#!/bin/sh
# Application of the Ligand Field DFT approach for the calculation
# of the X-ray Magnetic Circular Dichroism (XMCD) for lanthanide ion and complexes.
# This example calculates the XMCD spectra of the Er3+ ion
# for an Er 4f^11 (ground state) -> Er 3d^9 4f^12 transition, in which case a 3d core
# electron is promoted to the 4f shell.
# First an average of configuration calculation (AOC) is performed, where 11
# electrons are equally distributed over the 7 orbitals that have the most
# dominant Er 4f character.
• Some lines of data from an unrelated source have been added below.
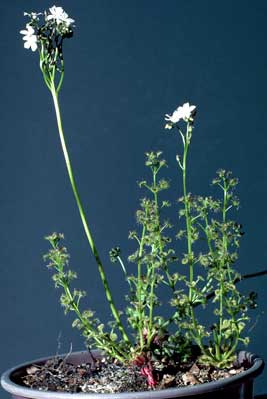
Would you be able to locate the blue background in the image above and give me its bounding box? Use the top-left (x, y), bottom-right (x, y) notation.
top-left (0, 0), bottom-right (267, 398)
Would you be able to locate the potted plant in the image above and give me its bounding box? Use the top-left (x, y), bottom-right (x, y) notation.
top-left (1, 6), bottom-right (266, 399)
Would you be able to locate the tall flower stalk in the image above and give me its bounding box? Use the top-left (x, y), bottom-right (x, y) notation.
top-left (21, 6), bottom-right (266, 387)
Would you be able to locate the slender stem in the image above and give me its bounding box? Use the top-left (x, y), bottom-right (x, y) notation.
top-left (50, 81), bottom-right (130, 344)
top-left (179, 121), bottom-right (205, 353)
top-left (137, 210), bottom-right (147, 350)
top-left (201, 270), bottom-right (267, 307)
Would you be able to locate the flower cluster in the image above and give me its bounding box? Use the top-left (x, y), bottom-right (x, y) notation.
top-left (20, 6), bottom-right (264, 387)
top-left (20, 6), bottom-right (75, 51)
top-left (165, 103), bottom-right (196, 129)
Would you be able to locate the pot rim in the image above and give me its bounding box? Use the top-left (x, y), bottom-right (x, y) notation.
top-left (1, 350), bottom-right (264, 399)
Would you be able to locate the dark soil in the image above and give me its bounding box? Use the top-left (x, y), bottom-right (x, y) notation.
top-left (20, 357), bottom-right (245, 393)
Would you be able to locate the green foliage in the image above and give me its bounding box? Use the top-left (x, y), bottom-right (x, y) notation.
top-left (43, 120), bottom-right (256, 367)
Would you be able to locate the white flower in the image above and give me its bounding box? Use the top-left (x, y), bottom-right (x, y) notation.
top-left (165, 103), bottom-right (196, 129)
top-left (20, 24), bottom-right (37, 51)
top-left (46, 6), bottom-right (74, 26)
top-left (24, 12), bottom-right (42, 21)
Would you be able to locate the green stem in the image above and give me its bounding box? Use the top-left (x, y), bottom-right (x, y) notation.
top-left (179, 121), bottom-right (205, 353)
top-left (137, 216), bottom-right (147, 350)
top-left (50, 82), bottom-right (130, 344)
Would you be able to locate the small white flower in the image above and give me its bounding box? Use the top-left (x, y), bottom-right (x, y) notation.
top-left (24, 12), bottom-right (42, 21)
top-left (165, 103), bottom-right (196, 129)
top-left (46, 6), bottom-right (74, 26)
top-left (20, 24), bottom-right (37, 51)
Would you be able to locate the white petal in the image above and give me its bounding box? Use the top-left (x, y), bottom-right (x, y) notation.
top-left (31, 43), bottom-right (38, 51)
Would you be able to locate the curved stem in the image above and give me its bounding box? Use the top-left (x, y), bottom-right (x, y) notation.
top-left (50, 82), bottom-right (130, 344)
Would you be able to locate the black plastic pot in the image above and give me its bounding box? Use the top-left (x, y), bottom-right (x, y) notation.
top-left (1, 351), bottom-right (264, 399)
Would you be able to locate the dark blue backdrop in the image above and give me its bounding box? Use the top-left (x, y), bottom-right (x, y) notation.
top-left (0, 0), bottom-right (267, 398)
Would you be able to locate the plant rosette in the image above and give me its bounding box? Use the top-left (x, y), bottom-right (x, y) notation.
top-left (2, 6), bottom-right (266, 399)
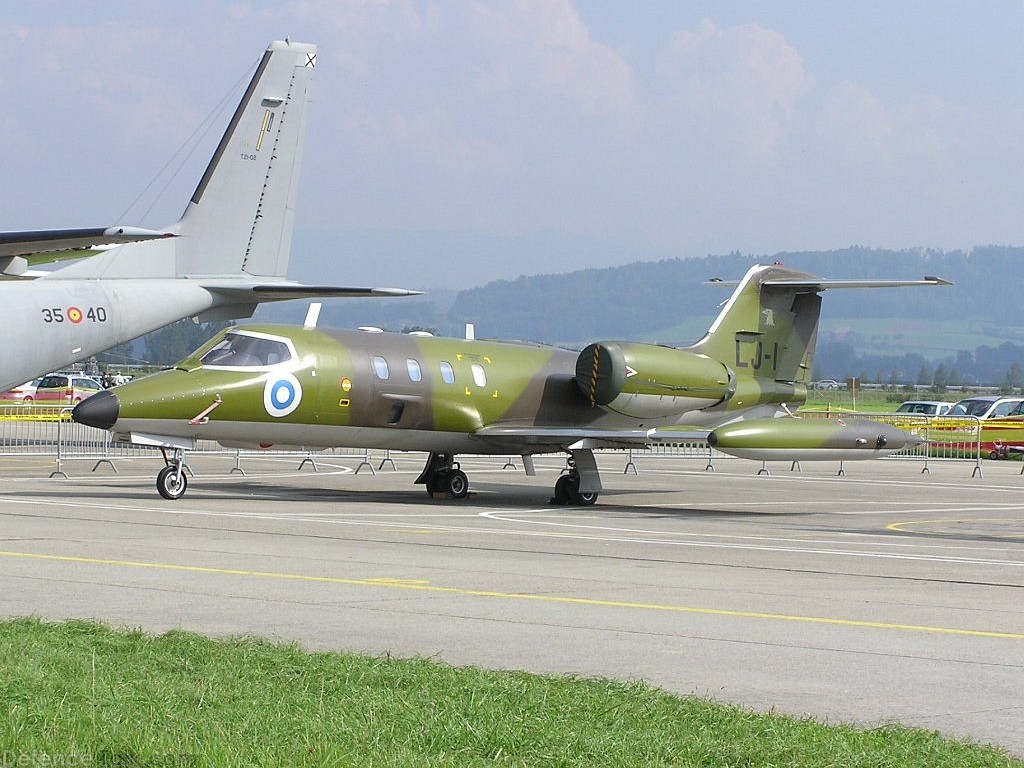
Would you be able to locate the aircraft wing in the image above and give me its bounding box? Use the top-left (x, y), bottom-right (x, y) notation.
top-left (0, 226), bottom-right (174, 278)
top-left (710, 274), bottom-right (952, 291)
top-left (473, 427), bottom-right (709, 453)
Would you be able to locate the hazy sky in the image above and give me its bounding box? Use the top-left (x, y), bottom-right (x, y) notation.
top-left (0, 0), bottom-right (1024, 288)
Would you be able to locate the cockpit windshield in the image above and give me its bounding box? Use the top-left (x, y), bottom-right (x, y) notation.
top-left (200, 333), bottom-right (295, 368)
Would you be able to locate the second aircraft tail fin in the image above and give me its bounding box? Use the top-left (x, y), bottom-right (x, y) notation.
top-left (172, 41), bottom-right (316, 278)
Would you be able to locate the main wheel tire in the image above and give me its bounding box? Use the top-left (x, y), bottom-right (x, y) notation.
top-left (157, 464), bottom-right (188, 502)
top-left (551, 475), bottom-right (572, 504)
top-left (569, 490), bottom-right (598, 507)
top-left (444, 469), bottom-right (469, 499)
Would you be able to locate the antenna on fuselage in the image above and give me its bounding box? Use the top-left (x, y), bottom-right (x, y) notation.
top-left (302, 301), bottom-right (324, 328)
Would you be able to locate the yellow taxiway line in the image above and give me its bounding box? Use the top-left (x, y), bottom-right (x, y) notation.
top-left (0, 551), bottom-right (1024, 640)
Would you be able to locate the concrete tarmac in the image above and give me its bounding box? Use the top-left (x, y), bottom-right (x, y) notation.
top-left (0, 455), bottom-right (1024, 756)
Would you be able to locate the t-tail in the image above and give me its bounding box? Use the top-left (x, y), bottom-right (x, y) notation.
top-left (689, 264), bottom-right (949, 410)
top-left (691, 265), bottom-right (821, 397)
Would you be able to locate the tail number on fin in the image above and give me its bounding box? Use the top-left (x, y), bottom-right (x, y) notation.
top-left (736, 334), bottom-right (778, 373)
top-left (41, 306), bottom-right (106, 324)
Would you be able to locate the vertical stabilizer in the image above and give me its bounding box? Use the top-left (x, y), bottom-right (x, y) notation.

Depending on the electron configuration this might
# be a non-trivial task.
# Symmetry NOSYM should be specified.
SCM_LFDFT="$AMSHOME/examples/adf/Er_LFDFT_MCD/LFDFT"
export SCM_LFDFT
AMS_JOBNAME=GS $AMSBIN/ams <<eor
System
Atoms
Er 0.0000000000 0.0000000000 0.0000000000
End
Charge +3
End
task SinglePoint
Engine adf
Unrestricted No
Symmetry NOSYM
IrrepOccupations
A 54 1.571428571428571 1.571428571428571 1.571428571428571 1.571428571428571 1.571428571428571 1.571428571428571 1.571428571428571
End
basis
Core None
Type TZP
End
XC
GGA PBE
End
EndEngine
eor
# When the AOC calculation is ready, you need to make sure that indeed the
# partially occupied orbitals are dominantly f orbitals. In the ADF output you
# can find the character of the MOs in the list of all MOs, ordered by energy,
# with the most significant SFO gross populations.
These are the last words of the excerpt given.